The existence of passive-aggressive behavior among Christians is a given. Most of us have not been taught how to disagree, express displeasure, or stand up for ourselves. We believe it is Christlike to be a doormat, but then we resent being stepped on.
Even a cursory reading of the New Testament would cause one to wonder where this brand of Christianity originated. Maybe it was a misunderstanding of what it means to turn the other cheek. Jesus certainly did not have any trouble turning over tables or confronting the religiously powerful. James and John were the “sons of thunder.” Peter was so quick to speak at the transfiguration that God actually had to tell him to be quiet and listen. There were no doormats among the disciples.
Henri Nouwen noted that the greatest spiritual leaders paradoxically have equal parts confidence and humility. I have observed that to be true. There is a difference between ego strength and ego need. A needy ego wields power like a birthright. Even when serving others, there is something amiss. They serve to seek superiority, not to meet needs. You can see it in their faces at the soup kitchen. They want you to notice them.
A strong ego, on the other hand, knows how to match confidence with humility, and power with service. Think Mother Teresa or Abraham Lincoln. For that matter, think Bob Russell or Ben Merold, Ben Cachiaras or Jon Weece, Matt Proctor or David Faust.

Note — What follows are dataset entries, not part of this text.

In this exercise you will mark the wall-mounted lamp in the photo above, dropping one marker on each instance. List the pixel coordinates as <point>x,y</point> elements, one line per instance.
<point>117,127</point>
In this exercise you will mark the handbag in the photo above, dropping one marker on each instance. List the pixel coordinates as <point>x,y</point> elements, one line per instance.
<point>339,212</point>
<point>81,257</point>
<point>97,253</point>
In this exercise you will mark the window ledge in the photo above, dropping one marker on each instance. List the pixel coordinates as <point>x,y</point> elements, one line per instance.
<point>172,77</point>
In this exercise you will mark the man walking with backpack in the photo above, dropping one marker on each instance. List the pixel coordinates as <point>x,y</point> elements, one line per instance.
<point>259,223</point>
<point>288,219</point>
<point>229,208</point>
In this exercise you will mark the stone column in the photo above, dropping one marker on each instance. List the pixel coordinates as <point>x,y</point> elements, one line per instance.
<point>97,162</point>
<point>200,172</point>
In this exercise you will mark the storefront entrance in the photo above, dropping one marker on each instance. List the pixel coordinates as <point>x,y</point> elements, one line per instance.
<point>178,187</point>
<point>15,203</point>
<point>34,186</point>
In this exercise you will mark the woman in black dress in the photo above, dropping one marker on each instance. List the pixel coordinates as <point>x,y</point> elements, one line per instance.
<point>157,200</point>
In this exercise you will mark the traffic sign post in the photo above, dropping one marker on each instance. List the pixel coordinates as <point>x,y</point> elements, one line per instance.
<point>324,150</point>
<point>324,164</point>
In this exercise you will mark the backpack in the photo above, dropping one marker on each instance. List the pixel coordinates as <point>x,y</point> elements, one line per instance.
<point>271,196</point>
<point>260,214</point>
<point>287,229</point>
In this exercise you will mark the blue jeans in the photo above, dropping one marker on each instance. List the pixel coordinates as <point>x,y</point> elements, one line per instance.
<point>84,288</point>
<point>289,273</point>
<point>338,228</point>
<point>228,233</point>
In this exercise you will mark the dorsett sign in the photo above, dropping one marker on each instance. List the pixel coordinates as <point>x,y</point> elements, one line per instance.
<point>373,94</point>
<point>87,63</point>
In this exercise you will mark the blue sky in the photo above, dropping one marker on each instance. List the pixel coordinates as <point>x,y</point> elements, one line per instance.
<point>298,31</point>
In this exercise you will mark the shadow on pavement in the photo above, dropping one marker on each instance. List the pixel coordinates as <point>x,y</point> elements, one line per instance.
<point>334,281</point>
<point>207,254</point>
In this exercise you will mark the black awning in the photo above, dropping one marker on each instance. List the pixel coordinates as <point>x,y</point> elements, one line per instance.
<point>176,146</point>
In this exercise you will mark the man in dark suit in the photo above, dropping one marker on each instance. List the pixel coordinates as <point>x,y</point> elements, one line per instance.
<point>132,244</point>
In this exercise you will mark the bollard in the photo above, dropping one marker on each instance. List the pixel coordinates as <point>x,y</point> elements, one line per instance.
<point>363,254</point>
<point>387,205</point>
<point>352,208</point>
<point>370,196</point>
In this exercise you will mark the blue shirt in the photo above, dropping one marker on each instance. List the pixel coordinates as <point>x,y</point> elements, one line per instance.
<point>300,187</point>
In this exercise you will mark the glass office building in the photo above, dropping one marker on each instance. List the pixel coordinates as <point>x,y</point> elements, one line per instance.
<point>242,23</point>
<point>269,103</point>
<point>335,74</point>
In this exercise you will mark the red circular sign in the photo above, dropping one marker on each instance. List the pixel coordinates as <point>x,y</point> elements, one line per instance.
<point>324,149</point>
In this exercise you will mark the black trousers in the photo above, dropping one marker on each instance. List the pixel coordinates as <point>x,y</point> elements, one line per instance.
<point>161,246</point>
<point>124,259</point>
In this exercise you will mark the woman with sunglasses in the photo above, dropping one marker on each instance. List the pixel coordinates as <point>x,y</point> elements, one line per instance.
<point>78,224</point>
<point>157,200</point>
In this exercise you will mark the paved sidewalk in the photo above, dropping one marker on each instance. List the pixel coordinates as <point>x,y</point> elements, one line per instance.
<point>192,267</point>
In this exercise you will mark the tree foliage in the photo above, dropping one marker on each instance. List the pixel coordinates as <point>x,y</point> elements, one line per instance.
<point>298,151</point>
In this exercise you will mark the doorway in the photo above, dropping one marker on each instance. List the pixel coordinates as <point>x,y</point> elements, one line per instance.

I know plenty of resentful Christians. Come to think of it, on occasion I have been one. Resentment flows from seeing God as an angry father, Christ as a hard taskmaster, and the Holy Spirit as a disappointed guardian. It is born of the belief our reward is in Heaven and not here on earth. Earth is where we get what we deserve—judgment and pain.
In reality, our reward begins on earth with our baptism and welcome into the church. It finds expression here and now, in the knowledge we are unconditionally loved. Resting in that love we can find our voice of confidence and heart of humility. Resting in that love we can leave our resentments by the wayside.